Some backround: We can almost remember a time when westerns were very BIG BUSINESS. In the 1930’s and early 1940’s, hundreds of “oaters,” as they came to be known, were made each year to fill up the hundreds of small theatres throughout the country.
Often it was the western that introduced young beginners getting their foot in the door, and their faces before the camera. And, of course, they solidified the careers of genuine box office stars.
Although their names — Hart and Mix — may mean little or nothing to moviegoers today, both were huge stars and have earned secure positions in the history of the movies.
Hart (below) was the silent screen’s most famous cowboy. Mix was considered the first Cowboy superstar of the sound era.
Mix was a high-living, big-sending dude (married five times) who changed western movies in the direction of more light hearted fare in which the hero (himself) was decked out in meticulously tailored costumes. Unlike predecessor Hart, he was a dandy in spades.
Born in 1880 in Pennsylvania, Mix worked in travelling wild west show before landing in silents with a contract from Fox Films, for which he churned out as many as five films a year. The public loved him, and his popularity threatened to eclipse that of silent titan Hart.

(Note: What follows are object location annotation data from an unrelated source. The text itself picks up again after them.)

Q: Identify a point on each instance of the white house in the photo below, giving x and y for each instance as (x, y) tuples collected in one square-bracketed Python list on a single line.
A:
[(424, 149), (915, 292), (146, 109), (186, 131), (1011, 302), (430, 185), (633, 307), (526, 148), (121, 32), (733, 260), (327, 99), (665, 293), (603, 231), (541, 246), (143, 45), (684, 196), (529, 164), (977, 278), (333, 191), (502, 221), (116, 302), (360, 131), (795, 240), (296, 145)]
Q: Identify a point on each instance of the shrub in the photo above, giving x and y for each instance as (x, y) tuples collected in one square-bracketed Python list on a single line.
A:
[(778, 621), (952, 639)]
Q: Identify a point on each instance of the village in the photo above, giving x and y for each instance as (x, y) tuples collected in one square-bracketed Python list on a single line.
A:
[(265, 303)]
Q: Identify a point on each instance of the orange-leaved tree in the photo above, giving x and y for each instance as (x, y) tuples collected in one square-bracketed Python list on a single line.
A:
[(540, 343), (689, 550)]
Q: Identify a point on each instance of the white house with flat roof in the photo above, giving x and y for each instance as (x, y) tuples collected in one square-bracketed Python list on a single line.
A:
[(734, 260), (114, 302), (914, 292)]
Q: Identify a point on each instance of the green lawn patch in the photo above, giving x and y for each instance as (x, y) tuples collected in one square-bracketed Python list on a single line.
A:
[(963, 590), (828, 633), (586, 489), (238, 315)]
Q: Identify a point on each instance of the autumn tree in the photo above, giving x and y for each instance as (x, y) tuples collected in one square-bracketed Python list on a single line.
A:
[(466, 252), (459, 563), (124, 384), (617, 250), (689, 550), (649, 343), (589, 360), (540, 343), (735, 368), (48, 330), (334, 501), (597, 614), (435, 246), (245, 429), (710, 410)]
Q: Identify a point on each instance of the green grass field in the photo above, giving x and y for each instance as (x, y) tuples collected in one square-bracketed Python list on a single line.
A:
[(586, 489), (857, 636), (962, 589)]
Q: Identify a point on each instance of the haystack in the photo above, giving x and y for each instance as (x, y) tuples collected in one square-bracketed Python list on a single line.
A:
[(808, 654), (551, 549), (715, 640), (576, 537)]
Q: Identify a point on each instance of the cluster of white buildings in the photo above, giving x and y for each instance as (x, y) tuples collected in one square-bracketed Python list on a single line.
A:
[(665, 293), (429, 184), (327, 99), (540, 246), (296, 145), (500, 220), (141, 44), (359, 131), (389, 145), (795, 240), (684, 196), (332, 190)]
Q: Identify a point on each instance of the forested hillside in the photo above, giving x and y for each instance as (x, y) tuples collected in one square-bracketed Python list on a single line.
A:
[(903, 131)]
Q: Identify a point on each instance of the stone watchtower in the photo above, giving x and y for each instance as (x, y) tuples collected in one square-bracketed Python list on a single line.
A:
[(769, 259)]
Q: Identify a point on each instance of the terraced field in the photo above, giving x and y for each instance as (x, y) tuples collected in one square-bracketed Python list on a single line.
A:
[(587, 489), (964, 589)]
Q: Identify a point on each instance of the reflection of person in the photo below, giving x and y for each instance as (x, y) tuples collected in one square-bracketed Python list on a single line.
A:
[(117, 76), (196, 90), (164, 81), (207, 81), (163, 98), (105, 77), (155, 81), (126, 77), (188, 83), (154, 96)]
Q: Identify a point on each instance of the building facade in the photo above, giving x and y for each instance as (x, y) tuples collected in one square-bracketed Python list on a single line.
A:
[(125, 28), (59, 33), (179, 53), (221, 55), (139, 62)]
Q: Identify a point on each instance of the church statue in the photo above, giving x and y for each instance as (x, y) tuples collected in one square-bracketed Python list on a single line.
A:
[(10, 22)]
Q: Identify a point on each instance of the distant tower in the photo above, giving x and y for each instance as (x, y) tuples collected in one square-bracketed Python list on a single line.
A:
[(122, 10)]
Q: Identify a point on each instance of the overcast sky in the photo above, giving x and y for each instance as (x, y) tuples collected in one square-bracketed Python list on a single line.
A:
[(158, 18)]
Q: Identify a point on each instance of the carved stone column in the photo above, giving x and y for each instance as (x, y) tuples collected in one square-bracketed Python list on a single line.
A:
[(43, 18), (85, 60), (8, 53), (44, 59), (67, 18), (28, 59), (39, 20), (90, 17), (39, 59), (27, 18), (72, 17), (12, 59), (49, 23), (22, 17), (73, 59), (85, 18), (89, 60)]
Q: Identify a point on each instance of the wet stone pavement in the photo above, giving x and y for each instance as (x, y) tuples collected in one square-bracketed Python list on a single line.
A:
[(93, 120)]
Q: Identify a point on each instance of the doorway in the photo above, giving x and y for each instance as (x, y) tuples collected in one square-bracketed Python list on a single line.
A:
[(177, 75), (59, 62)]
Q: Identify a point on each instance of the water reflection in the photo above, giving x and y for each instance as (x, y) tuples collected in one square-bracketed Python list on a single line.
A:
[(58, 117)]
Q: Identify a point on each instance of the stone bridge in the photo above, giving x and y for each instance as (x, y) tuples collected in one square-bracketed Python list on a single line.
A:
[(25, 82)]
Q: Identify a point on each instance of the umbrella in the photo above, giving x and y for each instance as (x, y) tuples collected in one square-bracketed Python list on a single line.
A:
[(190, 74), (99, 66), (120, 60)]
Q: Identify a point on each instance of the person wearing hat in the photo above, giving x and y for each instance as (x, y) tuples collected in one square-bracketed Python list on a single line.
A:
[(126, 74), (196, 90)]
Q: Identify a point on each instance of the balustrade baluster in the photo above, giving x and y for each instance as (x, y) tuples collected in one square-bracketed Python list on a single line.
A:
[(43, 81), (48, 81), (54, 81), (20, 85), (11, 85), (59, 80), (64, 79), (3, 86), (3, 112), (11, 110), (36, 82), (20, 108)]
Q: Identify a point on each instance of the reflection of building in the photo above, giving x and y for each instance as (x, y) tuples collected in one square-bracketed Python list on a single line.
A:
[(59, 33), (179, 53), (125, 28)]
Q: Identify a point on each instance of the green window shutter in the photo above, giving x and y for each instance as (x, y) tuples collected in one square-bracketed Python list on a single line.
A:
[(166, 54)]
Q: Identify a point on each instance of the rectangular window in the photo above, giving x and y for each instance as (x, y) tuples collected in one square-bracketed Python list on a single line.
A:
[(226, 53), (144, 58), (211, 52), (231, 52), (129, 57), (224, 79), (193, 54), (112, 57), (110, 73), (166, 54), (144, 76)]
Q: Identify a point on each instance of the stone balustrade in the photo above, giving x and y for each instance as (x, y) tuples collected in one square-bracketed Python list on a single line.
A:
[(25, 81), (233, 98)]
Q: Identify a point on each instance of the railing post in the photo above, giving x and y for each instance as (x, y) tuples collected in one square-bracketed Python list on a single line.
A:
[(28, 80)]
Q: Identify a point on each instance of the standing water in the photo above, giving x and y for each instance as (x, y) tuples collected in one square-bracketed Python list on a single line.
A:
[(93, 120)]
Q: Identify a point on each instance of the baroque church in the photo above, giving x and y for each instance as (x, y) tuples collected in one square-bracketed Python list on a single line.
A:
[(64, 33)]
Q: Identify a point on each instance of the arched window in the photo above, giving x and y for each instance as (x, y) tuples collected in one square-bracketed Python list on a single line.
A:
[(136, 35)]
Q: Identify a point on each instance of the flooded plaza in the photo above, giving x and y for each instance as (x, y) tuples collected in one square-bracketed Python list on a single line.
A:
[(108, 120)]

Mix segued to talking picture propelled by his fancy riding and shooting, and the antics of his ‘Tony the Horse.’ Among his titles: 1932’s Destry Rides Again and 1935’s The Miracle Rider. Mix died in an auto accident in 1940. He logged in his career an amazing total of more than 280 screen credits.
The guy to the right above is none other than Maurice Chevalier, who had been signed by Paramount Pictures and brought over to the U. S. in 1928. The aging guy to the left is Hart.
What was this prototypical Frenchman doing posing in full western get-up next to America’s then biggest silent movie cowboy star?
This photo, it turns out, was a studio publicity shot of Chevalier with veteran figure Hart, whose star power at the time was sufficient to lend some sort of American validation to this new French import. It was an attempt to make the genial Continental crooner appear to be “just one of the boys.” (What an odd juxtaposition.)
For his part, Hart (the”S” was for Surrey) was born in 1870, and by the time he made his first Western for producer-director Thomas H. Ince, he was already a middle-aged at 44. The westerns he created (Hart was also a writer-director) featured documentary-style realism and plausible plots. (Not much of the flash later exhibited by Mix.)
As a result, Hart became America’s first believable cowboy hero. He often played outlaws reformed and saved by the love of a good woman. At the time of his posed publicity shot with Chevalier, Hart was pushing 60, with his movie career ending.
On the other hand, Chevalier (breathing hard on 40 when the photo with Hart was taken) was just embarking on a Hollywood career after appearing in at least a dozen movies in his native France. Of course Chevalier only appeared in sophisticated musical comedies. He never made a western.